The appearance of its annual “hate map” was months late, raising suspicions that there were changes afoot. No such luck — the latest anathema was just pronounced. (Google it yourself, if you want to see it.)

The Center for Immigration Studies is still there, of course; after operating for three decades, we graduated to “hate group” status right after Trump’s election in 2016 — coincidentally.

The other usual targets are still there as well: Alliance Defending Freedom, Center for Security Policy, Family Research Council, etc.

But in what I assume is a bid to goose donations (and add to its half-billion-dollar hoard of cash), the SPLC has added parents’-rights groups like Moms for Liberty to the hate map. (Tyler O’Neil, author of Making Hate Pay: The Corruption of the Southern Poverty Law Center and the Daily Signal’s indefatigable SPLC-watcher, is on the case.)

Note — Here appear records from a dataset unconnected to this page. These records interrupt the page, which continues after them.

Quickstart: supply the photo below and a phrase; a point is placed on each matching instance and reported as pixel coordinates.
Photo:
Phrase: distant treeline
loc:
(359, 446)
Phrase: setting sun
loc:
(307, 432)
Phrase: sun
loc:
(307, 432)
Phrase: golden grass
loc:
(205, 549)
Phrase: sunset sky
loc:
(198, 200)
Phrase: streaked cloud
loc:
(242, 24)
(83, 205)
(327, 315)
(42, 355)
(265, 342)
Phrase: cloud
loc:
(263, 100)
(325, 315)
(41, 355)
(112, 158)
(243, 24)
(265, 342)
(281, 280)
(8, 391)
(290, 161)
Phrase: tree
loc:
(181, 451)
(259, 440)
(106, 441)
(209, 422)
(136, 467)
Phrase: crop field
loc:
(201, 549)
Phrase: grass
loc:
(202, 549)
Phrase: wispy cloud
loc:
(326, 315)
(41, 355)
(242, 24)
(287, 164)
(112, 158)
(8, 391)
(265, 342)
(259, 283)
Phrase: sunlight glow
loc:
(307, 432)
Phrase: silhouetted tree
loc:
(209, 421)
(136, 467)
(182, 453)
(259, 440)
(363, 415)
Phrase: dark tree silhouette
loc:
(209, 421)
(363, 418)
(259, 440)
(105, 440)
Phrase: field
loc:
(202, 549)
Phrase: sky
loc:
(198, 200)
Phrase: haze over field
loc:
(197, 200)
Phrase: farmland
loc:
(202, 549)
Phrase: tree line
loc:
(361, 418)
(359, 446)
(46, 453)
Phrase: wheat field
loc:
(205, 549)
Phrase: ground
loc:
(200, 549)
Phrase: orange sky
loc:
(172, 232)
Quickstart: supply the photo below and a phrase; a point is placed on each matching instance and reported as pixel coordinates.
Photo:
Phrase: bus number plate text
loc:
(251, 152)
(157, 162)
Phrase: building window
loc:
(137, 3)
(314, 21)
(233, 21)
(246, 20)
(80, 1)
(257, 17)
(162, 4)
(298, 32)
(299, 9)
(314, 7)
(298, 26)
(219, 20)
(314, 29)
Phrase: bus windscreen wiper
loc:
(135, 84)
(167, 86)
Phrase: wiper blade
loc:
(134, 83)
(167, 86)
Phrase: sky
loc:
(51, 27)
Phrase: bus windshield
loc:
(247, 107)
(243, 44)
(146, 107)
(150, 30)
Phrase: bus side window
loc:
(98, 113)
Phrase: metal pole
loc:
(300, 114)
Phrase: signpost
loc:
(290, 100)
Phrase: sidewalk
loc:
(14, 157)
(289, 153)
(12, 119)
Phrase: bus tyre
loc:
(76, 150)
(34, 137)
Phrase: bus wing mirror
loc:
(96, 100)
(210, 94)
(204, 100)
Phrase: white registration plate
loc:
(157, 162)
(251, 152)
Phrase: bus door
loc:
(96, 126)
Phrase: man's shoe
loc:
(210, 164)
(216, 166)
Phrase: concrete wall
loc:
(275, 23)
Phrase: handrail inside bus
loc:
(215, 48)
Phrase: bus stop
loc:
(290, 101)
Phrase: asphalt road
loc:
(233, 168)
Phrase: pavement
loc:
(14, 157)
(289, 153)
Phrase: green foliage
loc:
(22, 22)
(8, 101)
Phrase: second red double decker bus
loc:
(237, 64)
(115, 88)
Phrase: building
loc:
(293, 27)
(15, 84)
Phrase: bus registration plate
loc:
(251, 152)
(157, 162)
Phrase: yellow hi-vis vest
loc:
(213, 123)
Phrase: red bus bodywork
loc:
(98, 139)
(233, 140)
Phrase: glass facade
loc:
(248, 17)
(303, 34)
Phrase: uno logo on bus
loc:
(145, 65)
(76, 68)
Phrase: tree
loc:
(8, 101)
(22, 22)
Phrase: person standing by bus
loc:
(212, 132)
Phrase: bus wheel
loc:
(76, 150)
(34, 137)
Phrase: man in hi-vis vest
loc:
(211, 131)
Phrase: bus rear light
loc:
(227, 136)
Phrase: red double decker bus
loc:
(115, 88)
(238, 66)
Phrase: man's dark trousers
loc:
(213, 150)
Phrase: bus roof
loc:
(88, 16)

But the SPLC may be facing an unprecedented challenge. Earlier this year, a defamation lawsuit against it for a “hate group” designation was, for the first time ever, not dismissed and has made it to the discovery stage. The Dustin Inman Society — run by immigration-enforcement dynamo D. A. King in Georgia — was classified as a “hate group” in 2018, right after the SPLC registered as a lobbying organization to oppose a bill King supported in the state legislature. (Coincidentally.)

Defamation is hard to prove under U.S. law. D. James Kennedy Ministries tried and failed. We at CIS tried a different tack, filing a civil RICO suit against SPLC, but also failed. (The multimillion-dollar settlement SPLC paid to Muslim reformer Maajid Nawaz meant his lawsuit never went to trial. The reasons for the settlement have never been revealed.)

But SPLC was sloppy in smearing the Dustin Inman Society, and King saw an opening. So last year he filed suit. The first case was dismissed and so King filed suit again, and this time, in April of this year, the judge allowed the case to proceed to discovery, with discovery due by April of next year.

No one has ever gotten a look at SPLC’s internal machinations, and staff communications and other files regarding the plaintiffs could well turn over rocks that SPLC would prefer to keep in place.

But discovery can be expensive — masses of emails and other documents to go through, opposing counsel obstructing at every turn — I shudder to think of the cost.

King doesn’t have deep pockets — he’s had to take out two mortgages just to keep going. Which is why he needs the support of anyone who wants to see some sunlight shed on the SPLC’s shenanigans. To help fund its fight for justice, the Dustin Inman Society has a GoFundMe page, and one at GiveSendGo. I’ve donated myself; this is not a grift. It’s not every day that an opportunity like this comes along to get accountability from one of the worst actors on the left. Don’t squander it.